Browser history retrieval requirements

  • Windows 10, Windows 11, or Windows Server 2012 R2 and later running the Automox agent in SYSTEM context

  • PowerShell 3.0 or later (PowerShell 5.1 recommended for the registry and file-system cmdlets the script depends on)

  • Chrome, Microsoft Edge, or Brave Browser installed for the target user with at least one entry in the History SQLite database

  • Filesystem access to the user's %LOCALAPPDATA% directory (folder redirection and user-profile-disk endpoints work, but the underlying share must be reachable from the SYSTEM context)

  • Set numSites to the maximum number of URLs to return per browser; the default is 50, and 0 returns every URL in the database

  • Coordinate with HR, legal, and privacy stakeholders before deploying broadly; browser history is regulated personal data under GDPR, CCPA, and most internal acceptable-use policies

Expected output and review workflow

On a successful run, the Automox activity log shows a labeled section per detected browser. Each section contains lines with the host domain and full URL for the matched records. Internal browser scheme URLs do not appear because the regex pattern only matches http, https, ftp, smb, and sftp schemes. A typical run completes in seconds on a workstation; setting numSites to 0 on an endpoint with years of accumulated history can extend the run time and produce a long activity-log entry.

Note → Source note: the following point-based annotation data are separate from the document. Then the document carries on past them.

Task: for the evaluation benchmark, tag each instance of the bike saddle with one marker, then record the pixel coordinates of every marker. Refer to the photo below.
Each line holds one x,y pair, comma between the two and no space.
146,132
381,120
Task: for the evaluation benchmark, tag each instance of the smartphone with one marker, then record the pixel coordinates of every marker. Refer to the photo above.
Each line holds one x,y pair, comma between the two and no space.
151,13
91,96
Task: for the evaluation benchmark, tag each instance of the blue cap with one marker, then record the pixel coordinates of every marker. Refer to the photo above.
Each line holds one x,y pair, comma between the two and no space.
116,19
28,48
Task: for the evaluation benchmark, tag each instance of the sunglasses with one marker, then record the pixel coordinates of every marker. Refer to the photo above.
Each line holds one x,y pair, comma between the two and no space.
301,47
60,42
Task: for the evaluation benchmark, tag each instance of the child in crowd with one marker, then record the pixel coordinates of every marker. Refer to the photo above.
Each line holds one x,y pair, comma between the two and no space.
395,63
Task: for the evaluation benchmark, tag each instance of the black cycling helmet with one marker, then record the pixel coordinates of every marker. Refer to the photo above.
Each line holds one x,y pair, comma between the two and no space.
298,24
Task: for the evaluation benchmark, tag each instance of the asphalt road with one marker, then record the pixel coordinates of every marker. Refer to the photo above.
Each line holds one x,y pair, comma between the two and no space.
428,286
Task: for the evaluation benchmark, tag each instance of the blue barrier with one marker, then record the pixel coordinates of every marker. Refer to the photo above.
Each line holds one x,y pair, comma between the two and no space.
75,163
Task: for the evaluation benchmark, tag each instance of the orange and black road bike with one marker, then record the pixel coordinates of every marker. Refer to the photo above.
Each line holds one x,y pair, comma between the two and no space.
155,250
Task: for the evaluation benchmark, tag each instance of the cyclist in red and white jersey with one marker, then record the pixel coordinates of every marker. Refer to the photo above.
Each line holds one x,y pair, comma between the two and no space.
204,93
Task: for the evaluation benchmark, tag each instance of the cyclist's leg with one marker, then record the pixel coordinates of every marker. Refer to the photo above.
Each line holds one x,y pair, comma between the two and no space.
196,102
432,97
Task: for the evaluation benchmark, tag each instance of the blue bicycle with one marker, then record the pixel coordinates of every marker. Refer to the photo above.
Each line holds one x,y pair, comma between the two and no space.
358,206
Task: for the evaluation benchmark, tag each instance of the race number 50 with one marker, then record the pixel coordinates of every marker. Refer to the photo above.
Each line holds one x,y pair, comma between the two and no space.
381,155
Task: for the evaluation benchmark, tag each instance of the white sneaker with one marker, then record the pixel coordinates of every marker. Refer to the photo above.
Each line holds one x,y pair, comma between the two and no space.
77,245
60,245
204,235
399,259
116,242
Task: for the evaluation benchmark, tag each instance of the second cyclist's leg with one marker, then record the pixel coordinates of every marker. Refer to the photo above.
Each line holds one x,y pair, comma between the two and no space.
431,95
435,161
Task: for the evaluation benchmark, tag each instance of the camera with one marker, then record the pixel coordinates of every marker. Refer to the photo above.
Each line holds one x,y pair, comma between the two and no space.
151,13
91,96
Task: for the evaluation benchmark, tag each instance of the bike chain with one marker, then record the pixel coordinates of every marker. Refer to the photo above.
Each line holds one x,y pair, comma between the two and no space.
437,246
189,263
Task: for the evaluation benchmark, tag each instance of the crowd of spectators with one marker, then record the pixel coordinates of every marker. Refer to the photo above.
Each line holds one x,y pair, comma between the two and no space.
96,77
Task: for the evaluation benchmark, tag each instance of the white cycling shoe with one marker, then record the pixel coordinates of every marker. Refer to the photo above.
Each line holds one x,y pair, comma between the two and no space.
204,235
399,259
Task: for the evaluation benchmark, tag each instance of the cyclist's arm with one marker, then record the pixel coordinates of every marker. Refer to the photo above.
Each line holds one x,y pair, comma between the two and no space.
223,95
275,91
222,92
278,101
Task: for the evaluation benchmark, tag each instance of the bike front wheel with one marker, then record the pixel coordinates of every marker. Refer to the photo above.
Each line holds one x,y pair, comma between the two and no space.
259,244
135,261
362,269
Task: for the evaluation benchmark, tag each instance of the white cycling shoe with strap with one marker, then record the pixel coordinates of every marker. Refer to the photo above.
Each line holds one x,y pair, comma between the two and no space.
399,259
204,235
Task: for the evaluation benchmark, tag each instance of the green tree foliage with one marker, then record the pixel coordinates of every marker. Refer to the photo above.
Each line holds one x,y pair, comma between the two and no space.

Validate the output against a known visit by browsing to a controlled URL on a test endpoint, running the Worklet, and confirming the URL appears in that browser's section. For incident response, archive the activity-log entry alongside the policy run identifier as part of the case record. Failed executions surface as exit code 2 with a descriptive message. Typical failure reasons are no local user account found, the resolved profile path missing from disk, or all History database files absent. Each case is logged with the specific path the script attempted.